I recently discovered an incredible lesson idea from art educator Natalie Waggenspack and couldn’t help but twist it a bit into a another STEAM lesson for you. Natalie’s original idea was a study on value (tinting and shading color) and line using painted paper and white colored pencils. I’ve extended that a bit here to have an intentional exploration surrounding symmetry in math and positive and negative space in art. It’s called Symmetry Space STEAM Lesson.
And just in case you’d like to see the artistic process up close, here’s a video that walks you through the steps of creating the artwork:
There are a few things that truly make this a Symmetry Space STEAM Lesson. Here’s a list of what takes this to the next level:
One the elements that separate a STEAM lesson from an Arts Integration or a stand-alone arts lesson is that it’s grounded in an inquiry idea. This is an overarching question or problem that students are studying throughout the lesson. In this case, students are considering how they’ll create their own artwork to reflect both symmetry and positive/negative space.
The hallmark of any integrated lesson is in a natural pairing between the content areas. In terms of content, that’s reflected here in the choice of art that showcases the idea of symmetry and positive/negative space, as well as how both of these concepts directly affect the overall image. M.C. Escher’s symmetry gallery is a great place to start!

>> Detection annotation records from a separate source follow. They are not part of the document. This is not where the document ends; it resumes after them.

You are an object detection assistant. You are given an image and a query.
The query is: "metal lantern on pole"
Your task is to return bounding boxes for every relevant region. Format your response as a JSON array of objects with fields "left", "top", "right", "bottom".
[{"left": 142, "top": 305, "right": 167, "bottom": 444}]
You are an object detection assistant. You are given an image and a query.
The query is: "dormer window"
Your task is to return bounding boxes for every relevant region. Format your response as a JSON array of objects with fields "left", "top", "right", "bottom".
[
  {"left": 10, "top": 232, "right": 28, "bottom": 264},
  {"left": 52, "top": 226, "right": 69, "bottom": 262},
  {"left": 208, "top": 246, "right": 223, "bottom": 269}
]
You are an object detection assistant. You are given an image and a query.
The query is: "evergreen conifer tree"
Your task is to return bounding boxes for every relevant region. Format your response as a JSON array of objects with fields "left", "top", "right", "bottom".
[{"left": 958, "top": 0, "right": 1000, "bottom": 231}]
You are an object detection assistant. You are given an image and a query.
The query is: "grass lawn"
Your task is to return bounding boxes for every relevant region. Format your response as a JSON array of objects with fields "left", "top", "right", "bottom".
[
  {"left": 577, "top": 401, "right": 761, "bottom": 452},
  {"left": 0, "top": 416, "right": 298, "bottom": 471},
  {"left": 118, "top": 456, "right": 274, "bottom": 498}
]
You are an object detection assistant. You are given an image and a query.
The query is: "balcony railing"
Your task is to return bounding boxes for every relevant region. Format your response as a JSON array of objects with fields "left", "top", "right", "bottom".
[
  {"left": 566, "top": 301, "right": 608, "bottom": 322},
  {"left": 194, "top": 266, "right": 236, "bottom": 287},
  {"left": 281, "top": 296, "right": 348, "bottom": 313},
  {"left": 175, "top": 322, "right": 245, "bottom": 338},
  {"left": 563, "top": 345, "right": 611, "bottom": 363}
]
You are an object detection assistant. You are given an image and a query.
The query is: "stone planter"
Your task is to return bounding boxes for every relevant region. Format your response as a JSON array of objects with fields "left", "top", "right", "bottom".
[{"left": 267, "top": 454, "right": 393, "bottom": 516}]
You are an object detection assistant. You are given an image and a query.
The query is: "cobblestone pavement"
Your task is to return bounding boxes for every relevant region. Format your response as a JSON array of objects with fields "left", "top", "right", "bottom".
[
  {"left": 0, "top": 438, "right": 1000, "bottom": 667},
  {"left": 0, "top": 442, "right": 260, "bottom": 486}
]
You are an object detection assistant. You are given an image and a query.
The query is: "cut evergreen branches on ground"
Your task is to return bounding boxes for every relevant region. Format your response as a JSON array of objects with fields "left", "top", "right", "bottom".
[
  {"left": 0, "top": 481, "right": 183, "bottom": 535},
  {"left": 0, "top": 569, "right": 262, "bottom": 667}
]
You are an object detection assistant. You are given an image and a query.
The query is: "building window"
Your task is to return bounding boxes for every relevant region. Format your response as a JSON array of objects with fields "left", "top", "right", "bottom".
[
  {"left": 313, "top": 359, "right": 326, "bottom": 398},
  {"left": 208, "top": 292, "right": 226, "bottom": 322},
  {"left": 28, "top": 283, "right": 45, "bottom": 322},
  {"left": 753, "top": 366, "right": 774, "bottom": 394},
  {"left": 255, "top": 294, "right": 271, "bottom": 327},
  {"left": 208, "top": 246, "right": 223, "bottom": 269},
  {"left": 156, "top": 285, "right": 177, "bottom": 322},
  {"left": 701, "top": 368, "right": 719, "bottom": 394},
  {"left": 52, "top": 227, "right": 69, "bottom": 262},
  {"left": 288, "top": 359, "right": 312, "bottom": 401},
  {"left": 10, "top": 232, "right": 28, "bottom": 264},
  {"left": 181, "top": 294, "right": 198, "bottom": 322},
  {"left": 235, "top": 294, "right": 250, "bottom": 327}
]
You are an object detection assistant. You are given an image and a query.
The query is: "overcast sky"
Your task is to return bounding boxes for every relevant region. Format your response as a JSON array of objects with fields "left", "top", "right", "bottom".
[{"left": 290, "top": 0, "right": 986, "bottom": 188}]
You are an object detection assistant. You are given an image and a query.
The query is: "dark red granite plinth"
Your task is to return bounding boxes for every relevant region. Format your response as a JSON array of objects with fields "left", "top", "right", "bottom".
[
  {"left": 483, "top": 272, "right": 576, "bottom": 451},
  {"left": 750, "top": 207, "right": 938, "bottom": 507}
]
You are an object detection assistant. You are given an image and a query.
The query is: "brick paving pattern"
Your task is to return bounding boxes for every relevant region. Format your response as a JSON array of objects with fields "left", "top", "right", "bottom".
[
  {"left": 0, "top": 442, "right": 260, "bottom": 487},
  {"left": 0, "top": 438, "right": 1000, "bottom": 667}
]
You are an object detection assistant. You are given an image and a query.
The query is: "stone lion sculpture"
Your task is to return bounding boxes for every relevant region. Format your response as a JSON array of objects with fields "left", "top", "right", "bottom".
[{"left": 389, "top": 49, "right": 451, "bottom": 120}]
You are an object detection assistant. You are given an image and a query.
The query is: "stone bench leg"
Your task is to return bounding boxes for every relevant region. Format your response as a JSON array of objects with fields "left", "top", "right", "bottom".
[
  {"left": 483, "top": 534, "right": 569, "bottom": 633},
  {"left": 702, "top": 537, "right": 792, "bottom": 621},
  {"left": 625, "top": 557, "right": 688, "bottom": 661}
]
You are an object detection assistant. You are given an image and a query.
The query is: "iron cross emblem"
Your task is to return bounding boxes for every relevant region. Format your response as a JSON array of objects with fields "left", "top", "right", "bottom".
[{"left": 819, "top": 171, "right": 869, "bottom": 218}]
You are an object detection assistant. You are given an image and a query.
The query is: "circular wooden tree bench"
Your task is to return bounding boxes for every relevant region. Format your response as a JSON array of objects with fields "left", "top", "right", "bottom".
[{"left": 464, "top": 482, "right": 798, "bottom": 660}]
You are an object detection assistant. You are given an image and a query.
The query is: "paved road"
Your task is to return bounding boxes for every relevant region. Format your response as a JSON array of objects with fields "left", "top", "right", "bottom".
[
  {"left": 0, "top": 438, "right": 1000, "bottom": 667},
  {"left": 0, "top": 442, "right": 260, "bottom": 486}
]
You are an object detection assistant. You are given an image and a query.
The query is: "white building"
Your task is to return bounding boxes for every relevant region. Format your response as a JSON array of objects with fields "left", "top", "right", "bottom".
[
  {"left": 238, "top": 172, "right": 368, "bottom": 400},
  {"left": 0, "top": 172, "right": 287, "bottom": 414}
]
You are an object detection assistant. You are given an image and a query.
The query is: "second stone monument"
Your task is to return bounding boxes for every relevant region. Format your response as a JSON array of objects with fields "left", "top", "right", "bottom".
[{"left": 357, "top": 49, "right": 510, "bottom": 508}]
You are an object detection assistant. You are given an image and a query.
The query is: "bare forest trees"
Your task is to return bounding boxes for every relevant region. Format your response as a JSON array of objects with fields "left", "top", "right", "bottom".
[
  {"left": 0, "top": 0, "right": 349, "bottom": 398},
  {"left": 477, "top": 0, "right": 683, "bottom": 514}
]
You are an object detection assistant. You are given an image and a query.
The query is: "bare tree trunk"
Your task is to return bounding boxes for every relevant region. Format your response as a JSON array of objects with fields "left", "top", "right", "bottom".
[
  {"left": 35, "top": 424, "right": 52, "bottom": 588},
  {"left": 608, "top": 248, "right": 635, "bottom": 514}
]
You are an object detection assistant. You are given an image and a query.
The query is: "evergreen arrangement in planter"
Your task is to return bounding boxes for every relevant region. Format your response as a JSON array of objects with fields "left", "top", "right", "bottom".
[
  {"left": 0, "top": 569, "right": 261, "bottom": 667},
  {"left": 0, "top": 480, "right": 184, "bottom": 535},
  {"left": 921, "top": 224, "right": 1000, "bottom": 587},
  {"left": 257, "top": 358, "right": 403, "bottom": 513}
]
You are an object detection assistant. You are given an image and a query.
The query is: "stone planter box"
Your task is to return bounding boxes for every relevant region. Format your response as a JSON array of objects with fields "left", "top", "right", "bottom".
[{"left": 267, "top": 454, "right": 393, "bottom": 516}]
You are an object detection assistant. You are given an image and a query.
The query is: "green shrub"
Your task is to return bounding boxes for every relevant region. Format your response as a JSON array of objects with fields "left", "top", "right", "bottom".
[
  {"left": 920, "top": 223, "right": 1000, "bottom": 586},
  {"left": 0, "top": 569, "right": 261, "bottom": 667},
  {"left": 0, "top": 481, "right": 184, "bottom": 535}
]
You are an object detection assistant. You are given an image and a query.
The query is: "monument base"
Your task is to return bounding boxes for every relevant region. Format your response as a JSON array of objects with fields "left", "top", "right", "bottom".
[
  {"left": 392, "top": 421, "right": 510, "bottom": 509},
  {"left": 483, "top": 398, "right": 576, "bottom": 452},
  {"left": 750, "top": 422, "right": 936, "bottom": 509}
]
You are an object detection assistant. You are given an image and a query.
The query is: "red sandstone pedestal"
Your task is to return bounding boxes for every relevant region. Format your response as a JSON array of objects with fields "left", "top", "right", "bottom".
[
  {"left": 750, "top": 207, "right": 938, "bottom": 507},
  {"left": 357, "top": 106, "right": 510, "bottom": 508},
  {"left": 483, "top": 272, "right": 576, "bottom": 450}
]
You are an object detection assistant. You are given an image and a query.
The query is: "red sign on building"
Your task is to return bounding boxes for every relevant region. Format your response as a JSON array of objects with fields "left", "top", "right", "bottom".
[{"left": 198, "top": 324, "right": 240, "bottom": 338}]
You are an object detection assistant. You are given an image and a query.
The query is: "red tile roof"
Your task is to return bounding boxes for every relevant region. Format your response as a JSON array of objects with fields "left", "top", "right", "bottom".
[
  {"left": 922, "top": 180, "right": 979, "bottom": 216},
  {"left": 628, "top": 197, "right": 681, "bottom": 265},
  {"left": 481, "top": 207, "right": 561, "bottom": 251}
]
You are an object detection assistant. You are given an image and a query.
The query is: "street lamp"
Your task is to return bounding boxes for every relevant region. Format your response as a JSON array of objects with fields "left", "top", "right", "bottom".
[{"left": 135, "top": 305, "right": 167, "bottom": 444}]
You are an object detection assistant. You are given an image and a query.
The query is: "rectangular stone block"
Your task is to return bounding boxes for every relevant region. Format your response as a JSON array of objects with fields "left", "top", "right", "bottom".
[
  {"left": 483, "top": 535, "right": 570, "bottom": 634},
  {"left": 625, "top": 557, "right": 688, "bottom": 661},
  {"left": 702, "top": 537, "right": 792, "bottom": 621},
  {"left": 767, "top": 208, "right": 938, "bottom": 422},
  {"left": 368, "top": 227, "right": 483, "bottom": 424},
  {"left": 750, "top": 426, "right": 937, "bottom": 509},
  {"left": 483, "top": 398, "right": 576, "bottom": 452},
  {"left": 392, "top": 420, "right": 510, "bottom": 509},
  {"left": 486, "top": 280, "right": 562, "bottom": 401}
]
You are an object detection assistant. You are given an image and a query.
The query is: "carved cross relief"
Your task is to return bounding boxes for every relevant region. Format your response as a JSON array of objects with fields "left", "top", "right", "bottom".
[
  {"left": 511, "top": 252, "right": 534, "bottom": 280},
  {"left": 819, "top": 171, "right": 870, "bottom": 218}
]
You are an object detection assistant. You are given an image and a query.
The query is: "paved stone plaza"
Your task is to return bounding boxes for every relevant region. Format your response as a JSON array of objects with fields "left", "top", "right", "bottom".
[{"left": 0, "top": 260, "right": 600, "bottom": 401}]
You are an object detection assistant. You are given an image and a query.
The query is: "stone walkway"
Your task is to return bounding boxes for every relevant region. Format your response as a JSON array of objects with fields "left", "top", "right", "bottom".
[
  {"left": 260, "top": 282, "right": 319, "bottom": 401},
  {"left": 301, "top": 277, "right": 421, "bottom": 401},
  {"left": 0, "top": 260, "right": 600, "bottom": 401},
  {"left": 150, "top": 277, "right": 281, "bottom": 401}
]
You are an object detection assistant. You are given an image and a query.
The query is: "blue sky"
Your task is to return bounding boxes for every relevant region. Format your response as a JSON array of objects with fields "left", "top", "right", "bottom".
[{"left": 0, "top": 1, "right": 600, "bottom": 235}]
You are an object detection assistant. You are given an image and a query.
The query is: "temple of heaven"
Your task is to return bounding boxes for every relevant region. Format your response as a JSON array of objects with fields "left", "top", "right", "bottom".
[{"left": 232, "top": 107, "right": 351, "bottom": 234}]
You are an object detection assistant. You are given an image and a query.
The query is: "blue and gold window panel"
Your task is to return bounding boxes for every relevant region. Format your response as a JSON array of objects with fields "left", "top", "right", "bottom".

Something that’s interesting in this lesson is that the standards are aligned, but feature different grade levels. We did this intentionally. Sometimes, you’ll be able to bump-up or bump-down a lesson depending upon your students, their previous learning experiences and the intention of the lesson itself. We wanted to show you an example of how that can be done and still maintain the integrity of both contents individually.